Need a fresh idea for your e-zine content? Do an interview!
One of the many benefits of being an e-zine publisher is that you'll have no trouble finding experts who will take a few minutes to talk with you. People love free publicity and are generally delighted to get in front of your readers.
But don't assume doing an interview requires an in-person meeting or even a phone date. While those are great, you can also just do an e-mail interview. Once you learn how to do these and realize how easy they are, you'll do them all the time.
Here's what to do:
Choose a topic your readers would like to learn more about and that relates to your area of interest.
Identify an appropriate expert to interview on the topic.
Make your first connection via e-mail or phone. (If your expert is a very busy one, you'll do best to make your initial contact by phone. Be sure to introduce yourself as "publisher of __________ e-zine" to get her attention.
If your first connection is via e-mail, here's an example of what you can use:
My name's Steven Tyler, and I publish the biweekly e-zine "Senior Biz Success." We feature articles and information on small business success for older folks.
In November we're going to be publishing an issue on success tactics that are particular to seniors, and I'd love to do a short interview with you. The article would feature your contact information to be seen by our 5,500+ subscribers.
I have five targeted questions that I can send you via e-mail. I'd need your answers back within one week. Then I'd send the edit back to you for a final approval, which I would need within three days.

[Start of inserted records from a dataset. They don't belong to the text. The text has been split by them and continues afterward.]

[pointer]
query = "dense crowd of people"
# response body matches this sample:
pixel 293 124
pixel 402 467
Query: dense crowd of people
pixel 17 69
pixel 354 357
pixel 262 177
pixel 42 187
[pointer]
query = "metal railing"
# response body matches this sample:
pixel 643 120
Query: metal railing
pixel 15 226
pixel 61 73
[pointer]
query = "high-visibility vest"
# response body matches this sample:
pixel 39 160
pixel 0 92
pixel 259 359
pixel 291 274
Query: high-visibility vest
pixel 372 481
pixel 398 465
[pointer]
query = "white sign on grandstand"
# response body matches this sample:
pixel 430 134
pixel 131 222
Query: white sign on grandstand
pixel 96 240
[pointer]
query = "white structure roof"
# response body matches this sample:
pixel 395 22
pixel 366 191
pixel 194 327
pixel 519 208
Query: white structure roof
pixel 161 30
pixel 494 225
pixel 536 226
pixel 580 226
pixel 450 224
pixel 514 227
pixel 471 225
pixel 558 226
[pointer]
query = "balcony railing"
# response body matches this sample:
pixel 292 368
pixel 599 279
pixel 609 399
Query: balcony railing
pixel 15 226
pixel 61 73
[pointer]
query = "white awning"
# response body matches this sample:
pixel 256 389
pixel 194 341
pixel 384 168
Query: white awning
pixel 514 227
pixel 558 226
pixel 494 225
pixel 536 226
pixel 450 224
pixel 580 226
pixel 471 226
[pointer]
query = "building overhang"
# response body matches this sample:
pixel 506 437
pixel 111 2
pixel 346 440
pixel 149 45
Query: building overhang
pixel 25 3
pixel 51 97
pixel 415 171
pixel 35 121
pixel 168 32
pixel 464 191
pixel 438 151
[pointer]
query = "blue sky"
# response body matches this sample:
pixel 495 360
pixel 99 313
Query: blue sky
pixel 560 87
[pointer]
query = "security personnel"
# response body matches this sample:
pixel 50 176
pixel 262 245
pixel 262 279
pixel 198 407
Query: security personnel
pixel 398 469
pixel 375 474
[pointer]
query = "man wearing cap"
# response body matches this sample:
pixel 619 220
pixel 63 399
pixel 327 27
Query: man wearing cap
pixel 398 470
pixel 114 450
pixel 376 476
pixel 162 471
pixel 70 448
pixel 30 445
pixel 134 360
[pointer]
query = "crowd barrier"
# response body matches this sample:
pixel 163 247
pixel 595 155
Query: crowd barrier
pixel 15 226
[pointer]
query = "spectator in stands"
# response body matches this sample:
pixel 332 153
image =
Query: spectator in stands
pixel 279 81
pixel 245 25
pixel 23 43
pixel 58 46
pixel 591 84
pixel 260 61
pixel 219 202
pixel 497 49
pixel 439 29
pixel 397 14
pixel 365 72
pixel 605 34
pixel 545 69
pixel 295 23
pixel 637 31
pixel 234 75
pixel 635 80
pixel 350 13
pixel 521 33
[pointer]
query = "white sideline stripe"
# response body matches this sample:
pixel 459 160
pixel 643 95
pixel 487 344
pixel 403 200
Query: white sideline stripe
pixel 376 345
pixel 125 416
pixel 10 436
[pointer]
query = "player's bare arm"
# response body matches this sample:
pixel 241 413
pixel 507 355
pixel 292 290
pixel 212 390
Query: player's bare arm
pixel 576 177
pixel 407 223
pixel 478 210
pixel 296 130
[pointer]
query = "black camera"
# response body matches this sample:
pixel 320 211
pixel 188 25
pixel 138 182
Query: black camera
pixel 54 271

Are you game? I'd be honored to interview you, and I'm sure my readers would love to know about your Web site and services. I hope to hear back from you soon. : )
(NOTE: You can also use the above example as a template for a script if you use the phone instead.)
Once the prospect says "yes," construct three to five questions for her to answer. Remember to ask these questions from your readers' point of view. List them in an e-mail and send them to your expert.
When you get the answers back, you'll probably need to make some edits to suit your particular readership.
Follow up via e-mail or phone if you need to clear up any points. If for any reason your expert's answers weren't on target, rephrase your questions to get the info you need. Also, don't feel obliged to include every bit of information your interviewee provides. You're the editor, so YOU decide what stays and what goes. Keep it focused -- that's your job.
Now, assemble your questions and her answers in a neatly organized Q&A format. Insert a brief introduction that tells your readers why this person is qualified to answer your questions as an expert. Then add her contact info at the end.
Example: Fran Farndale is author of Super Business Tactics for Folks Over 50. Learn more about her book and consulting services at www.superbiztacticsover50.com or write her at firstname.lastname@example.org.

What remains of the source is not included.